Staying the Course as a Tortoise Entrepreneur

Staying the Course as a Tortoise Entrepreneur

By Ami Kassar

Over the past few years, as I have slowly, steadily and cautiously built my loan advisory company, MultiFunding, there have many sleepless nights where I have questioned my approach.

You see, all around me, many of my peers were choosing to build their companies at lightning speed. My approach has been and continues to be contrary. Fellow entrepreneurs were raising hundreds of millions of dollars through multiple rounds of venture capital to build their businesses as quickly as possible and grab as much market share as they possibly could. Meanwhile, I worried about cash flow and providing real value to my clients.

When I take this approach, I often feel minimized and insignificant. Sometimes when I walk into fancy offices of others in my industry, I look around at the hundreds of people and fancy coffee bars and baristas in awe. Sometimes these companies have dozens of people doing what we have a half a head doing. When we go to trade shows, these companies have exorbitant fancy exhibits.

And so often I would wander. What am I doing wrong? Am I missing the train? Is my tortoise approach the right way to go.

The “big” makes you feel so “small.” We continue to do well by our standards, but certainly not by their standards.

But yet, somehow I have had the discipline and focused over the years to keep my path. I want to build an exceptional customer experience with real value based on cash flow.

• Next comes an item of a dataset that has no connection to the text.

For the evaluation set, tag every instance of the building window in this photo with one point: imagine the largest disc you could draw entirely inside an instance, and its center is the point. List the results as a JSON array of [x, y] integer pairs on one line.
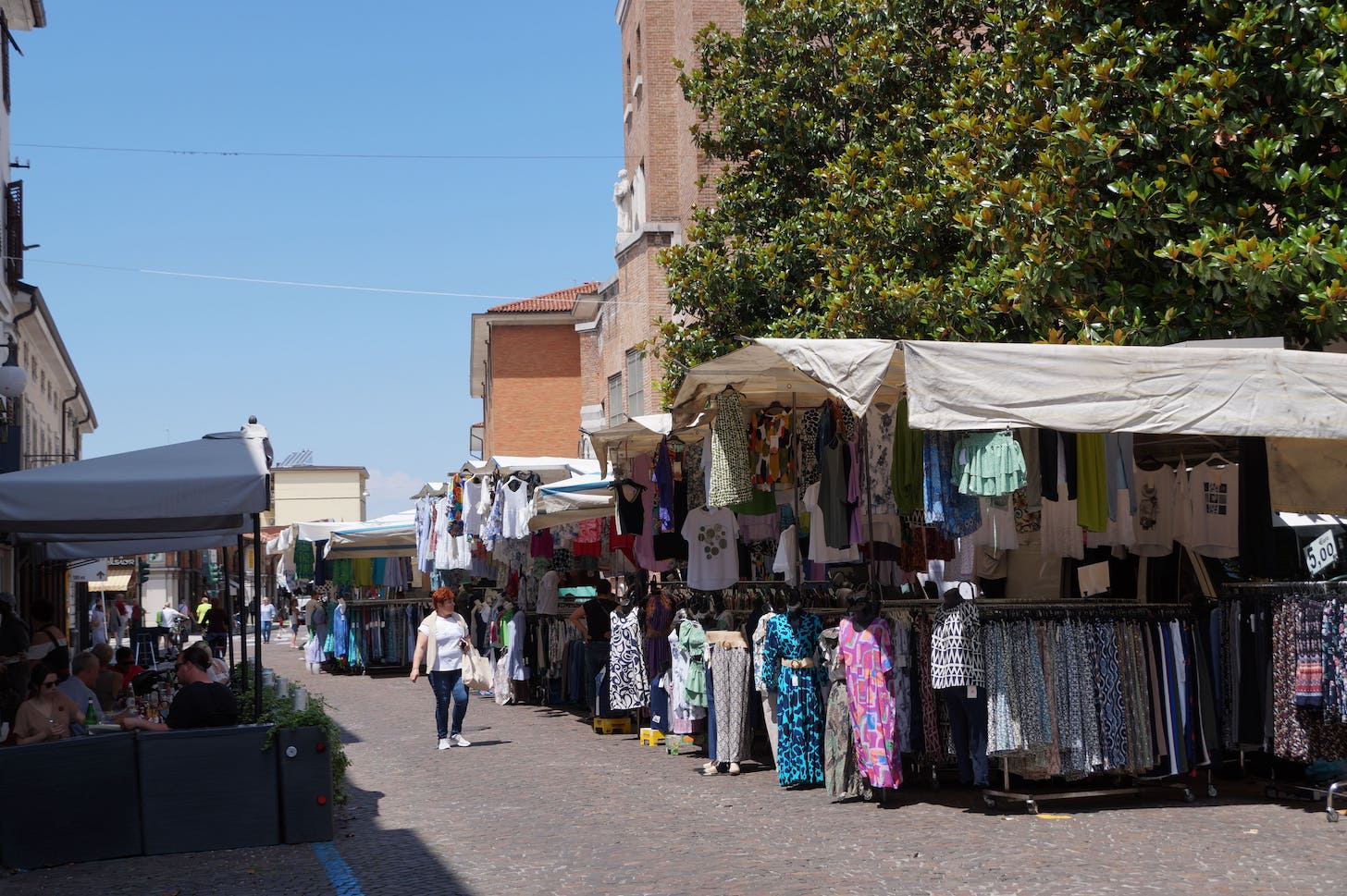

I never want to go to bed at night worrying about a regulator shutting me down, or having to completely reinvent my business to accommodate them. I want to build a company where we treat every customer as we would want to be treated. I don’t want one word on our website or brochure to be a false promise.

This is hard to do. Really hard.

Finally, after years of sweat and tears, there are signs that our approach is anchoring down. As I wrote in my column earlier this week, many of the companies that chose the lightening approach are starting to crack and face regulatory and legal issues. Their stock prices keep tumbling to new lows.

Someone asked me the other day if I feel vindicated or happy? That’s not it at all. I know many people at these companies who are caught in the tide, never meant any harm, and I feel awful for them.

But now I lay awake less worrying about perceptions vs. reality. I know that if I continue my course of being a builder versus a flipper and worrying about my customers, we will be here for a very long time.